Since the tensile strength of the chitosan suture was increased by approximately 12 wt% with 3 wt% addition of TiO2, curcumin was added to the CS/3T sample in the continuation of the study, and the following analyses were carried out on the CS, CS/3T, and CS/3T/C samples.

3.2. Morphological Properties of the Produced Sutures

The surface morphology of the produced sutures was analyzed using SEM. Figure 1 shows that both the blank and doped sutures exhibited a smooth and homogeneous surface morphology without bubbles or pores. The cross-sections of the sutures were round-shaped, indicating uniformity in fiber formation.

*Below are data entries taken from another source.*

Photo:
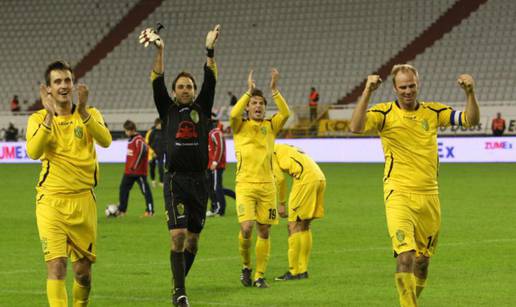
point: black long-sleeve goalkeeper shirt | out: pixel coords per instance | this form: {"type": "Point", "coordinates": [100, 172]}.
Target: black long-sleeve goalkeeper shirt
{"type": "Point", "coordinates": [185, 128]}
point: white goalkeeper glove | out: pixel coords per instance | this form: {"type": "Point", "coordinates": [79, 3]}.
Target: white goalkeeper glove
{"type": "Point", "coordinates": [149, 36]}
{"type": "Point", "coordinates": [212, 37]}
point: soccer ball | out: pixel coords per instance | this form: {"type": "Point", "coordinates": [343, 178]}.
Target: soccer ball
{"type": "Point", "coordinates": [111, 210]}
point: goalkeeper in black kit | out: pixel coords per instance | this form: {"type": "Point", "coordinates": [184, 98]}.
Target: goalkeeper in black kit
{"type": "Point", "coordinates": [185, 125]}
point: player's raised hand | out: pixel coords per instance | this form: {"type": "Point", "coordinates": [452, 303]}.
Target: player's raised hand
{"type": "Point", "coordinates": [251, 84]}
{"type": "Point", "coordinates": [373, 82]}
{"type": "Point", "coordinates": [47, 100]}
{"type": "Point", "coordinates": [82, 95]}
{"type": "Point", "coordinates": [150, 36]}
{"type": "Point", "coordinates": [212, 36]}
{"type": "Point", "coordinates": [466, 82]}
{"type": "Point", "coordinates": [274, 79]}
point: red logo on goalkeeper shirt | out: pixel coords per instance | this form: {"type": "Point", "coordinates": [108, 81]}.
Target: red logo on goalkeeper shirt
{"type": "Point", "coordinates": [186, 130]}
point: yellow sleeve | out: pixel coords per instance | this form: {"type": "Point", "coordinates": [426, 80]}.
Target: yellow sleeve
{"type": "Point", "coordinates": [213, 67]}
{"type": "Point", "coordinates": [235, 117]}
{"type": "Point", "coordinates": [38, 135]}
{"type": "Point", "coordinates": [97, 128]}
{"type": "Point", "coordinates": [450, 117]}
{"type": "Point", "coordinates": [375, 118]}
{"type": "Point", "coordinates": [279, 119]}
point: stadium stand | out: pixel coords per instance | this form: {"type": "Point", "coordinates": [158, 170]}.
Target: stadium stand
{"type": "Point", "coordinates": [329, 44]}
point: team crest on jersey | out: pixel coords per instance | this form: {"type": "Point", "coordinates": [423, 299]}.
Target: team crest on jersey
{"type": "Point", "coordinates": [425, 124]}
{"type": "Point", "coordinates": [400, 235]}
{"type": "Point", "coordinates": [181, 208]}
{"type": "Point", "coordinates": [78, 132]}
{"type": "Point", "coordinates": [44, 246]}
{"type": "Point", "coordinates": [194, 116]}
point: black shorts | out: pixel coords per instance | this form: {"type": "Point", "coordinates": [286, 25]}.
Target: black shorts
{"type": "Point", "coordinates": [186, 200]}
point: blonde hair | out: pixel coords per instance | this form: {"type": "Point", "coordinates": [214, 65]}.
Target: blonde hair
{"type": "Point", "coordinates": [403, 68]}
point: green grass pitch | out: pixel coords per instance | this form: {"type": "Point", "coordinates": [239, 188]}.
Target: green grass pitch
{"type": "Point", "coordinates": [351, 262]}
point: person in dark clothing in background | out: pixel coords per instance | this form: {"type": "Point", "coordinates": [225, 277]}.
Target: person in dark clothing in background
{"type": "Point", "coordinates": [154, 139]}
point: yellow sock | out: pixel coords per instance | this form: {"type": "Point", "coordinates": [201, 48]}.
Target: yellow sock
{"type": "Point", "coordinates": [293, 253]}
{"type": "Point", "coordinates": [244, 248]}
{"type": "Point", "coordinates": [305, 248]}
{"type": "Point", "coordinates": [420, 285]}
{"type": "Point", "coordinates": [263, 247]}
{"type": "Point", "coordinates": [81, 294]}
{"type": "Point", "coordinates": [56, 293]}
{"type": "Point", "coordinates": [406, 284]}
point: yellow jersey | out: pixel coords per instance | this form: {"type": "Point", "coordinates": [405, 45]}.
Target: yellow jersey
{"type": "Point", "coordinates": [409, 141]}
{"type": "Point", "coordinates": [302, 168]}
{"type": "Point", "coordinates": [254, 140]}
{"type": "Point", "coordinates": [66, 150]}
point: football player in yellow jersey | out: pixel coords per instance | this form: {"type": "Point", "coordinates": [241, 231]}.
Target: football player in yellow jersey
{"type": "Point", "coordinates": [408, 130]}
{"type": "Point", "coordinates": [63, 137]}
{"type": "Point", "coordinates": [255, 189]}
{"type": "Point", "coordinates": [305, 203]}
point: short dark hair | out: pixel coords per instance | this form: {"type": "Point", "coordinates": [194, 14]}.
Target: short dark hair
{"type": "Point", "coordinates": [258, 93]}
{"type": "Point", "coordinates": [129, 125]}
{"type": "Point", "coordinates": [186, 75]}
{"type": "Point", "coordinates": [57, 65]}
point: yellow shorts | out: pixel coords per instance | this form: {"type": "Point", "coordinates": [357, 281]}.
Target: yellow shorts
{"type": "Point", "coordinates": [256, 202]}
{"type": "Point", "coordinates": [67, 226]}
{"type": "Point", "coordinates": [413, 221]}
{"type": "Point", "coordinates": [306, 201]}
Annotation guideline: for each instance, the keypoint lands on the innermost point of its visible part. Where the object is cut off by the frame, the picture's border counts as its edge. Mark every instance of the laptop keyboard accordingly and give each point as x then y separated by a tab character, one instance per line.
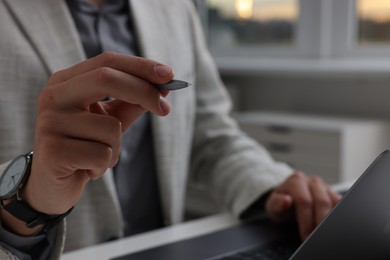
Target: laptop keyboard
275	251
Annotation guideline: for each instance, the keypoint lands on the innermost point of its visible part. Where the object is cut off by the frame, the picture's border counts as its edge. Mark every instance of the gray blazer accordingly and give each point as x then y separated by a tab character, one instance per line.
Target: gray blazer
196	141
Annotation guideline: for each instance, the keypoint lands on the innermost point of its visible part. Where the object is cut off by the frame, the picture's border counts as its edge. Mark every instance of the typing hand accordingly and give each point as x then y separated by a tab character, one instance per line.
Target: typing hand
306	198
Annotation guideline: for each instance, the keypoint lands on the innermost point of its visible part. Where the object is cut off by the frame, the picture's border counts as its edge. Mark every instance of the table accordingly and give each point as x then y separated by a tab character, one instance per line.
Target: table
162	236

The measured diameters of the sutures were 76.69 µm for CS, 78.15 µm for CS/3T, and 77.10 µm for CS/3T/Cur, all of which fall within the 7-0 suture range (70–99 µm) as defined by the USP. The SEM images confirm that TiO2 nanoparticles and curcumin were successfully incorporated into the chitosan suture structure, maintaining a uniform distribution.
In the studies in the literature, working at a high chitosan concentration such as 4 wt% and using ethanol in the coagulation bath leads to rapid and uncontrolled coagulation, often resulting in surface irregularities [26,51,56]. Additionally, coagulation in alkaline bath conditions further accelerates the phase separation process by deprotonating the charged amino groups of chitosan, allowing acetic acid and ethanol to demix more easily [26,57,58]. This rapid coagulation disrupts polymer chain organization, leading to uneven fiber morphology [26,51,56]. However, as demonstrated in Figure 1, SEM images confirm that the fiber surfaces obtained in this study are smooth and free of irregularities, despite using a high chitosan concentration (4%) and NaOH in the coagulation bath. This is likely due to the dry jet–wet spinning process, which introduces a critical air-gap stage before coagulation. Unlike wet spinning, where the polymer solution is extruded directly into the bath, the 105 mm air gap in this study allows polymer chains to partially align and stabilize under the influence of gravity before coagulation occurs. This controlled pre-orientation minimizes abrupt phase separation and prevents the coagulant from deeply penetrating the polymer matrix, leading to a more uniform and smoother fiber surface.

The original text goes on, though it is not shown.